Common Scenarios and Fixes
Score 95, Tier Verified
Cause: No verification.cases in your manifest. The pipeline used auto-generated inputs and everything passed — but without publisher-declared cases, Gold is not reachable.
Fix: Add a verification.cases block to your agentnode.yaml. See the verification cases guide.
Smoke: 12/25 (Credential Boundary)
Cause: Your tool tried to call an external API and got an auth error. The sandbox has no API keys.
Fix: Either add a VCR cassette (for the API path) or add publisher tests that mock the API call. With passing tests, the smoke score bumps to 15/25 and you can reach Verified.
Contract: 0/10
Cause: Your tool returned None, a non-serializable object, or the return type changed between runs.
Fix: Ensure your tool always returns a JSON-serializable value (dict, list, str, int, float, bool). Never return None on success.
Reliability: 6/10 (2/3 runs passed)
Cause: One of three identical calls failed. Common reasons: rate limiting, network timeouts (in real mode), or non-deterministic state.
Fix: If using verification cases with a VCR cassette, this shouldn't happen (replay is deterministic). If in cases_real mode, ensure your tool handles edge cases gracefully.
Determinism: 0/5
Cause: Same input produced different output hashes across runs. This is expected for tools that include timestamps, random IDs, or live data in their output.
Fix: The pipeline normalizes outputs before hashing (sorts dict keys, strips whitespace). If your tool legitimately produces different output each time (e.g., a news aggregator), partial determinism credit (2-3/5) is normal and acceptable for Gold.
Tests: 0/15
Cause: Publisher tests failed in the container sandbox. Common reasons: tests try to access network, tests depend on system binaries not in the container, tests reference absolute paths.

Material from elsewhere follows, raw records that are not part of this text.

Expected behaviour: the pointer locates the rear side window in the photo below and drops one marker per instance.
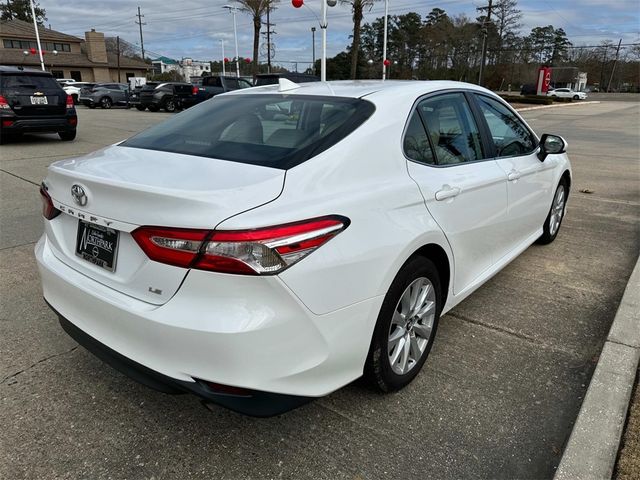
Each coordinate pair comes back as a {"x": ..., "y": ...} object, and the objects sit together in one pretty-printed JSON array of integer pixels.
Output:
[
  {"x": 510, "y": 135},
  {"x": 12, "y": 82},
  {"x": 279, "y": 131}
]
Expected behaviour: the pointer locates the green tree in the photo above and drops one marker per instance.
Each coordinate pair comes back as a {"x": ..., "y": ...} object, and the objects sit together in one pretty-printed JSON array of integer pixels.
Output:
[
  {"x": 21, "y": 10},
  {"x": 357, "y": 8},
  {"x": 257, "y": 9}
]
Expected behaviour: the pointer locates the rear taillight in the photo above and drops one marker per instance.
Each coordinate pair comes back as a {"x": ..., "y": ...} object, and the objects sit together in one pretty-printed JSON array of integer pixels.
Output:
[
  {"x": 48, "y": 210},
  {"x": 261, "y": 251},
  {"x": 4, "y": 105}
]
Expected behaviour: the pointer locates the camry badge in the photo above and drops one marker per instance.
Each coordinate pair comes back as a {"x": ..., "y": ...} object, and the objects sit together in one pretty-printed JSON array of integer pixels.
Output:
[{"x": 79, "y": 195}]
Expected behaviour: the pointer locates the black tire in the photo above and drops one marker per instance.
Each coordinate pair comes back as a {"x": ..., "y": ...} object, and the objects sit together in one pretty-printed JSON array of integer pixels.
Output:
[
  {"x": 169, "y": 105},
  {"x": 67, "y": 136},
  {"x": 549, "y": 232},
  {"x": 378, "y": 370}
]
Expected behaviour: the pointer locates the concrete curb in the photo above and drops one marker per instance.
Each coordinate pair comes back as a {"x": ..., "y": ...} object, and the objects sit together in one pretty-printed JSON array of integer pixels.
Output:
[
  {"x": 556, "y": 105},
  {"x": 593, "y": 445}
]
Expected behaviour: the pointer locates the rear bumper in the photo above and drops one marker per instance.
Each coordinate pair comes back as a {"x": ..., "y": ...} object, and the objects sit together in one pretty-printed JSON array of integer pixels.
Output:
[
  {"x": 245, "y": 332},
  {"x": 51, "y": 124}
]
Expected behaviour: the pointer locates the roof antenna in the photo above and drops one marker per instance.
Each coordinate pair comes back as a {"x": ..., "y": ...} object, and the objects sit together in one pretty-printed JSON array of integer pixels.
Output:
[{"x": 285, "y": 85}]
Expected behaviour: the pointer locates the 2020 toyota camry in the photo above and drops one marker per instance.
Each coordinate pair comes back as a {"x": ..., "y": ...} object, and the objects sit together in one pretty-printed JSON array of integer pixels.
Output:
[{"x": 273, "y": 244}]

Fix: Ensure your tests work in an isolated environment. Use pytest.mark.skipif for tests that need optional dependencies. Use relative paths or /tmp for file operations.
The Three Verification Modes
After verification runs, your package is assigned a mode that appears in the score detail:
| Mode | Meaning | Gold Eligible |
|---|---|---|
fixture | Cases ran with VCR cassette replay | Yes |
cases_real | Cases ran with real local execution | Yes |
real_auto | No explicit cases, auto-generated inputs | No |
Gold Checklist
All of these must be true simultaneously:
verification.casespresent in manifest (at least 1 case)- Smoke status:
passed - Contract valid:
true - Reliability:
>= 0.9(at least 3/3 or 9/10 runs pass) - Score:
>= 90 - Mode:
fixtureorcases_real(notreal_auto)
If any one condition fails, the tier caps at Verified regardless of score.
Re-Verification
Your package is re-verified when:
- You publish a new version
- An admin triggers re-verification (after infrastructure updates)
- The verification runner is upgraded (new capabilities)
Re-verification can upgrade your tier (e.g., after you add cases) or downgrade it (if something broke). The tier is always computed fresh from the latest run.
Debugging Tips
- Check the smoke log — the API returns
smoke_logwith detailed output from each case run - Check
smoke_reason— values likecredential_boundary_reached,missing_system_dependency, orneeds_binary_inputtell you exactly what blocked the smoke test - Check
stability_log— shows each stability run's success/failure and output hash - Check
contract_details— shows why contract validation failed (non-serializable, None return, type mismatch)
All of these fields are available in the version detail API response.